Карми - Кублицкая Инна. Страница 9
И за этого человека Горту предлагает выдать майярскую принцессу!..
— Позвольте, я объясню вам, господа, — говорил Горту, насладившись возмущением. — Я считаю, что уже давно пора каким-то образом узаконить возникшее в Сургаре положение. И считаю, что подвернувшийся нам случай очень выгоден. Мы проявляем свою добрую волю, налаживая связи с Сургарой, и в то же время избавляемся от дамы, которая, по мнению уважаемого Карэны, может оказаться для Майяра опасной. Теперь все будет зависеть от того, чьи силы окажутся более могущественными — тех духов, которыми одержима принцесса, или же Руттула. Если Руттул сумеет обуздать принцессу — честь ему и хвала, и мы получаем почти полноправного члена Высочайшего Союза, ведь к тому и так идет дело. А если духи, которыми одержима принцесса, окажутся сильнее Руттула… Впрочем, что я буду объяснять? В первом случае мы будем иметь дело не со своенравной девчонкой, а с разумным человеком, происхождение которого, правда, нам не нравится. Во втором случае мы будем иметь Сургару подчиненной Высочайшему Союзу — что вообще идеально.
— Отдавать благородную даму Руттулу, — проговорил Кэйве задумчиво. — Такого и врагу не пожелаешь…
— Она одержимая, — напомнил Карэна. — Она очень опасна.

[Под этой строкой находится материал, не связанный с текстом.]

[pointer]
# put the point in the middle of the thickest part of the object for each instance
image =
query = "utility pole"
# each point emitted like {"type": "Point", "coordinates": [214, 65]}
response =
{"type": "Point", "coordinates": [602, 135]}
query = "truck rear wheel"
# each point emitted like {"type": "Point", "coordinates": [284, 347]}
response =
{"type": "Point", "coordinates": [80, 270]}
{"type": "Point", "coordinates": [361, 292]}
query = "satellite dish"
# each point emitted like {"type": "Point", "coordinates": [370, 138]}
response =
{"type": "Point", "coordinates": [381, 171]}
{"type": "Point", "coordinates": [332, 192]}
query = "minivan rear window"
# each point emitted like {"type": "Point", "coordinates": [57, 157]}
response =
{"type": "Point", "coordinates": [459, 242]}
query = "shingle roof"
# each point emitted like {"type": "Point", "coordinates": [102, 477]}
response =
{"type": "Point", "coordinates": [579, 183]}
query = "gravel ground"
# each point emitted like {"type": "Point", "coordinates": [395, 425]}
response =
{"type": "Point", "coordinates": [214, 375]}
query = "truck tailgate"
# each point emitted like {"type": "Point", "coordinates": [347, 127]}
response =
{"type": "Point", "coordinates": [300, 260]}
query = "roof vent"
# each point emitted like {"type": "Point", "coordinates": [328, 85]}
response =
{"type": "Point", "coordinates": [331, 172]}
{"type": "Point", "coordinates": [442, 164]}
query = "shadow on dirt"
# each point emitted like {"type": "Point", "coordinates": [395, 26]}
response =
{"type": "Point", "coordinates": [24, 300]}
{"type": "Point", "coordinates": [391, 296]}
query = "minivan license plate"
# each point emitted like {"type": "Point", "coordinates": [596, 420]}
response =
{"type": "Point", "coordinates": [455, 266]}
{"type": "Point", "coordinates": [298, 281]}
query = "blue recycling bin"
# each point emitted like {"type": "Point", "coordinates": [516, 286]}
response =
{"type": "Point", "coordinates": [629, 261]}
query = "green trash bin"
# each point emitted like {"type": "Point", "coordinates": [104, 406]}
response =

Одержимый человек — хэйм (а если женского рода, то хэйми) — всегда вызывал тревогу у майярцев, которые довольно четко отличали их от дурачков или блаженных. Хэймы в большинстве своем, конечно, были сумасшедшими, но часто так называли и людей трезвых рассудком, однако имеющих способности, плохо сочетающиеся, по мнению майярцев, с возможностями обыкновенных людей.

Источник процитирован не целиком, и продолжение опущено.